Cohesiefonds

Bij deze verordening wordt het Cohesiefonds opgericht, waaruit acties in de sectoren milieu en vervoersinfrastructuur van gemeenschappelijk belang worden gecofinancierd. Het Fonds is bedoeld om de economische en sociale cohesie en de solidariteit tussen de lidstaten te bevorderen.

BESLUIT

Verordening (EG) nr. 1164/94 van de Raad van 16 mei 1994 tot oprichting van het Cohesiefonds [Zie wijzigingsbesluiten]

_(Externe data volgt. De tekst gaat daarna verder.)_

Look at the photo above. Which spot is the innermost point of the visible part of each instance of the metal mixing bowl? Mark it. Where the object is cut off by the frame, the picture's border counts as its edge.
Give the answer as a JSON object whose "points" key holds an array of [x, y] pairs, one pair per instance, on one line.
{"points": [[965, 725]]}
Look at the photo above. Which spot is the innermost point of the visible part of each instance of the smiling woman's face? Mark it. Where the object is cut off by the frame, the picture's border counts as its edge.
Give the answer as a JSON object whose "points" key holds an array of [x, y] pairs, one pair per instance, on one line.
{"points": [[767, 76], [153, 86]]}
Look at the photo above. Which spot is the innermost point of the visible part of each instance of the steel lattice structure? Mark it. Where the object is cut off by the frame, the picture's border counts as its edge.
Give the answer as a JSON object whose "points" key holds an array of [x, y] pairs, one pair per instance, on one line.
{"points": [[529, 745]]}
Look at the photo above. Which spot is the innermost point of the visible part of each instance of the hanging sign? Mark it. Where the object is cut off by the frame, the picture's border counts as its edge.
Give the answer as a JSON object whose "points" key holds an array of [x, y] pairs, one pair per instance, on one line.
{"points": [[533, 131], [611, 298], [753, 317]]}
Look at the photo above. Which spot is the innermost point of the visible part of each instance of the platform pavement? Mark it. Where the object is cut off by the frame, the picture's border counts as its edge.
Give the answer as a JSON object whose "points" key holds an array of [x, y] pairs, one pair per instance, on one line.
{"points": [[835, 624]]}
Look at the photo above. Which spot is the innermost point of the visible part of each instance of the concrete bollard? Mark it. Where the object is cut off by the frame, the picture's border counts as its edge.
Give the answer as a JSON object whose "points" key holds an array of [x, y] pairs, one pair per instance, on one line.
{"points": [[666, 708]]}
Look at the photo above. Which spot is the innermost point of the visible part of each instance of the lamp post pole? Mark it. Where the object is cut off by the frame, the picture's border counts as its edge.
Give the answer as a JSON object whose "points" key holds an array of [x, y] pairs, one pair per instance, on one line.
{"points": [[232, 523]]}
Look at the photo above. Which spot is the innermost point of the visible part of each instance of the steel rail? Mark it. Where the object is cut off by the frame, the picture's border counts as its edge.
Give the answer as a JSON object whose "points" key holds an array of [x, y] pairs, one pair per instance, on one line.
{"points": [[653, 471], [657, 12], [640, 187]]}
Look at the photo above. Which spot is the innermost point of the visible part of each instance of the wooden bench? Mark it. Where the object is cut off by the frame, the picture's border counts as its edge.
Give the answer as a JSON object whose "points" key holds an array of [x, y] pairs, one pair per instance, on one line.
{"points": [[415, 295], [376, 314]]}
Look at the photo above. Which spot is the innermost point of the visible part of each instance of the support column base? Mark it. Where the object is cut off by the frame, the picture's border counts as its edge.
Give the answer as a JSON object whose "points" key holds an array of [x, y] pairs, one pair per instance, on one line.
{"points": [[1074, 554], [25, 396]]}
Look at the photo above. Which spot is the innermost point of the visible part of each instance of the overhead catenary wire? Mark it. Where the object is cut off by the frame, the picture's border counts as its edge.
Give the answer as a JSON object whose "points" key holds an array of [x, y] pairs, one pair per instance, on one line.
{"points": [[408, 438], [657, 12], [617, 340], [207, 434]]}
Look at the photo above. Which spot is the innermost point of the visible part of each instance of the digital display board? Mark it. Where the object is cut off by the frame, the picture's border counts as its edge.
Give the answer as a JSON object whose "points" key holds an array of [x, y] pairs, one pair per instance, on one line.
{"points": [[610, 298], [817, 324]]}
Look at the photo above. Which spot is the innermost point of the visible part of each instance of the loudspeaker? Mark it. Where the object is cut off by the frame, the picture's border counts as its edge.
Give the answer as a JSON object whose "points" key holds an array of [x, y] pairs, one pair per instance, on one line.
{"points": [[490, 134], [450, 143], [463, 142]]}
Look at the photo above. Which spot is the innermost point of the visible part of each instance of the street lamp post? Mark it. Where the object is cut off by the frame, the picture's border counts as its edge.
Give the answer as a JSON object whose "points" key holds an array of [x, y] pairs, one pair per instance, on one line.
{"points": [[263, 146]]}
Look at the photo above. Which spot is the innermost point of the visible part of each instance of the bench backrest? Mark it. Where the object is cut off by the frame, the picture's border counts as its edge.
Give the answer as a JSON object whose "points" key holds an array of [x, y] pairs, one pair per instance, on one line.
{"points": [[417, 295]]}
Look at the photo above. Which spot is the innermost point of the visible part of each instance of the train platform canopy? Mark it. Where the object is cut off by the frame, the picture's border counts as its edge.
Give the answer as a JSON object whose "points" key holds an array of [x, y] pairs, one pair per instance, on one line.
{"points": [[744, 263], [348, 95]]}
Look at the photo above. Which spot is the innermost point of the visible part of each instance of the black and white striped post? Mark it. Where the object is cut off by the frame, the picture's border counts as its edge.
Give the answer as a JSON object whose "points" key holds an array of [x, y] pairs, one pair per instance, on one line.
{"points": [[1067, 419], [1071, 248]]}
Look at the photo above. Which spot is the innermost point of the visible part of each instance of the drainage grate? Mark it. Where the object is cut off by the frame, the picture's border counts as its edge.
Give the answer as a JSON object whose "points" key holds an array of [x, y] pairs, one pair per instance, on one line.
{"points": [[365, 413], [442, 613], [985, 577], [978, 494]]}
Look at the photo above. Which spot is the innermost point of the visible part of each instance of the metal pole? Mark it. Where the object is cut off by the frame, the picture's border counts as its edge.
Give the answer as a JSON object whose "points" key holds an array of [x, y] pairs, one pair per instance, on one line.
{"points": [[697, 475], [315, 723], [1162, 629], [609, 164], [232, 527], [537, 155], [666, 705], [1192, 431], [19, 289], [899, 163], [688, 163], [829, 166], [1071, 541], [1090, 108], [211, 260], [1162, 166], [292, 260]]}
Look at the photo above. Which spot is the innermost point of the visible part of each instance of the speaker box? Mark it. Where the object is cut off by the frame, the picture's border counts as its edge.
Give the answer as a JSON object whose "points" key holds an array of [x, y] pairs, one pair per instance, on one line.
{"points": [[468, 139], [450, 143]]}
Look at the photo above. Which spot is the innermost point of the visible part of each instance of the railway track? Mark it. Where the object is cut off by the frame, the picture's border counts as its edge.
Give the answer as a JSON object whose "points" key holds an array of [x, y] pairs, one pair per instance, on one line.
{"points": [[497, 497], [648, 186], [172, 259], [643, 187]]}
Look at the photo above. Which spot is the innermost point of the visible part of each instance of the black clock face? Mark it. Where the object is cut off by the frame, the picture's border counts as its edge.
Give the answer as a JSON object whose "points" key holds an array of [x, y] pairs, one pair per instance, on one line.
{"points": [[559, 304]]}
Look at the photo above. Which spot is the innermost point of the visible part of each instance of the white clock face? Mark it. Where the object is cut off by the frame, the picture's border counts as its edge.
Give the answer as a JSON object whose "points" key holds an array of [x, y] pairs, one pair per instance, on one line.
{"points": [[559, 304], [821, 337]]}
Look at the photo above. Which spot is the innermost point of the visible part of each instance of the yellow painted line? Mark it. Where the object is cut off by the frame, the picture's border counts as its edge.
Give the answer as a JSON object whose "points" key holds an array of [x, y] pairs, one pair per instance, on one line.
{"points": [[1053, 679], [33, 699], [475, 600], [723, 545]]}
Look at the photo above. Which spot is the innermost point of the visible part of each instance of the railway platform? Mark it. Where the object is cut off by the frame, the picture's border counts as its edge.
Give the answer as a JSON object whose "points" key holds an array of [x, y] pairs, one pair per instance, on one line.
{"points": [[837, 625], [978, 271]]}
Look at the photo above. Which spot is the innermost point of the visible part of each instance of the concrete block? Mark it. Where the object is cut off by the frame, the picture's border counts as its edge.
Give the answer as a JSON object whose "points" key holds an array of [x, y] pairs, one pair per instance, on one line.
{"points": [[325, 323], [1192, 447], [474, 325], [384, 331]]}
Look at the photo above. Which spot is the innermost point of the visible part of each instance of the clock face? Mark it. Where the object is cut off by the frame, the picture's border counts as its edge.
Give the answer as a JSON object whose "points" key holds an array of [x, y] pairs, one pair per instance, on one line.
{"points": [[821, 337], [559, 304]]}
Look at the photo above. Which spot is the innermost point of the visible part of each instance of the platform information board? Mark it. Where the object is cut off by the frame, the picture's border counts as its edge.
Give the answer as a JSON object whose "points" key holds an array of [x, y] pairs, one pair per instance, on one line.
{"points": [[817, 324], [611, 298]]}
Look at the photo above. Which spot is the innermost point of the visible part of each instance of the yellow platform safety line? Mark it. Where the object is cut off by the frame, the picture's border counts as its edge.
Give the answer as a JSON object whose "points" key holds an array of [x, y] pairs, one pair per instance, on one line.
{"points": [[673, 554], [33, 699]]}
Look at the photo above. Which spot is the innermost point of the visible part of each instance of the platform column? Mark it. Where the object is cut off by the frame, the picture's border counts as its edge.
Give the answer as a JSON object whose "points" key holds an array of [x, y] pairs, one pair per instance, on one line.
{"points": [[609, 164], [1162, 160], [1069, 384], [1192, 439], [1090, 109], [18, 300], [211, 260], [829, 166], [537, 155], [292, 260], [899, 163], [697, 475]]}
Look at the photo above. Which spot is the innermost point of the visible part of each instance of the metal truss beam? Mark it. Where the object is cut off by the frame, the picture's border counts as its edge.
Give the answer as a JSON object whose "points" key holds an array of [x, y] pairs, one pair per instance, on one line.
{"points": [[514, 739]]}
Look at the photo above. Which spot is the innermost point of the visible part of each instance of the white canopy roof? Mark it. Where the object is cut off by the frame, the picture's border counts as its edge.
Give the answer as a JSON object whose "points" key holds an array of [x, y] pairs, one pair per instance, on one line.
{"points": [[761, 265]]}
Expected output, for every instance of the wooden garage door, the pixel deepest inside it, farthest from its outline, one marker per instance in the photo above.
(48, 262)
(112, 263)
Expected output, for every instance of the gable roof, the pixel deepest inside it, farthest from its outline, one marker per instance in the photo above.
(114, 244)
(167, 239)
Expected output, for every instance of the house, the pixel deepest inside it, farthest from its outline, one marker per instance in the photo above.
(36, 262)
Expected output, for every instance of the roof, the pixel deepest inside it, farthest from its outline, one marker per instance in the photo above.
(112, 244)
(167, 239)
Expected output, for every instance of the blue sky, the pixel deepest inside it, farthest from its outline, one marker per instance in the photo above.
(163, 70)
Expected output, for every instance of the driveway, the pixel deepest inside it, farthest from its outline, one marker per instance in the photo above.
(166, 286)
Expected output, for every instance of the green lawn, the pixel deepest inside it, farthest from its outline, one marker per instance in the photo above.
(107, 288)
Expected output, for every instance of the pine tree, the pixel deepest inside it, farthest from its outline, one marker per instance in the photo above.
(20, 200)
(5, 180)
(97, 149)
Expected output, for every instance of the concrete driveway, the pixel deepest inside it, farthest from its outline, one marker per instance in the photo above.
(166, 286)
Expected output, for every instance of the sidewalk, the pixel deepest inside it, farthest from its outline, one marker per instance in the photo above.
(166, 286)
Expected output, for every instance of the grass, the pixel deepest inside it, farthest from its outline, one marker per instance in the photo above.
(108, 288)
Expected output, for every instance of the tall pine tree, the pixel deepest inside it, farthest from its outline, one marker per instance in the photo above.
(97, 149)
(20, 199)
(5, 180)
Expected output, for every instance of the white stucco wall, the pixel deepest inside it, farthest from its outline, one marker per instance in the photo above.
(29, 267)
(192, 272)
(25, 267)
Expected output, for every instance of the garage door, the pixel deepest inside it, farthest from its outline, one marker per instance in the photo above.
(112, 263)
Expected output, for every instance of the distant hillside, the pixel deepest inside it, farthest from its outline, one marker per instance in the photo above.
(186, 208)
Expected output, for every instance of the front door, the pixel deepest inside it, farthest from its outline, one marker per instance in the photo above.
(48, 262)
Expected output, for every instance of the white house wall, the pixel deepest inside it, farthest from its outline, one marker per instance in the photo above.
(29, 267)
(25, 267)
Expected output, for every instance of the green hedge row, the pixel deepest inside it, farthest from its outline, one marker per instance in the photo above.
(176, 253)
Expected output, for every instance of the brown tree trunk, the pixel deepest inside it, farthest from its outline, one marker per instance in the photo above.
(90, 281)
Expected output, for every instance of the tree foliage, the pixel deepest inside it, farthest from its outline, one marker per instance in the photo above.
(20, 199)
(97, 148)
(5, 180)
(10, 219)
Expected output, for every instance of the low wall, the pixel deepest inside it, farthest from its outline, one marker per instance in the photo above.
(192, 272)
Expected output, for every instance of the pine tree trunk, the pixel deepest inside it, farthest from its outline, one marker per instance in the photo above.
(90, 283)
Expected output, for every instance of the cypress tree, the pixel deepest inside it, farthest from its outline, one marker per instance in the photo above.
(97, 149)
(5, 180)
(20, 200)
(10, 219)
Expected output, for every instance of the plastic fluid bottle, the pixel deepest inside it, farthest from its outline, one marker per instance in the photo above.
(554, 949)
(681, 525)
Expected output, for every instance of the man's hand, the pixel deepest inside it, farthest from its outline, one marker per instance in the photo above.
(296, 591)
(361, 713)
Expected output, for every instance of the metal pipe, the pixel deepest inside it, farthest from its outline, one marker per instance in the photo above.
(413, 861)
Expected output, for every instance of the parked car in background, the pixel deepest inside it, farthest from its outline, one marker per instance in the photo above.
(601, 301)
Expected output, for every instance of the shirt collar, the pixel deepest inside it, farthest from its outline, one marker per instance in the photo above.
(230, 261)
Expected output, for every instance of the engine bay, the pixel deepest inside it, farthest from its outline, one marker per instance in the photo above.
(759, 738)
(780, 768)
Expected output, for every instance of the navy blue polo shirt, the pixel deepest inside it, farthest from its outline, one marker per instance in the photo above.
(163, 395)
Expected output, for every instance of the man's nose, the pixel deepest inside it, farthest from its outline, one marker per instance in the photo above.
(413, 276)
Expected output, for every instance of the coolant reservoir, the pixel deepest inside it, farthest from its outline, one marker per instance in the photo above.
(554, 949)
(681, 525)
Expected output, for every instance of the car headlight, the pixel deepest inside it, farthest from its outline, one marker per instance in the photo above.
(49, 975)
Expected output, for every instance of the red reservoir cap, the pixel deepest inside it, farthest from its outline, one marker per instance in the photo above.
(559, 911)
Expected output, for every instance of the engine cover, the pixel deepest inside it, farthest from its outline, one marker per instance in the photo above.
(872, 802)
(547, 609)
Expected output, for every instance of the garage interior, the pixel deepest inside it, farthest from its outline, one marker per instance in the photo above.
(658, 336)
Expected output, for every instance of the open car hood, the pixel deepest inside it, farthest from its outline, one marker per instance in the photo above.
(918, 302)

Akte betreffende de toetredingsvoorwaarden voor de Tsjechische Republiek, de Republiek Estland, de Republiek Cyprus, de Republiek Letland, de Republiek Litouwen, de Republiek Hongarije, de Republiek Malta, de Republiek Polen, de Republiek Slovenië en de Slowaakse Republiek en de aanpassing van de Verdragen waarop de Europese Unie is gegrond - Bijlage II: Lijst bedoeld in artikel 20 van de Toetredingsakte - 15. Regionaal beleid en coördinatie van structurele middelen [Publicatieblad L 236 van 23.9.2003].

SAMENVATTING

WERKINGSSFEER

In aanmerking komende acties

Het Cohesiefonds heeft tot doel de economische en sociale cohesie van de Gemeenschap te versterken via een evenwichtige financiering van projecten, technisch en financieel autonome projectstadia en groepen van projecten die een coherent geheel vormen in de sectoren milieu en trans-Europese netwerken van vervoersinfrastructuur.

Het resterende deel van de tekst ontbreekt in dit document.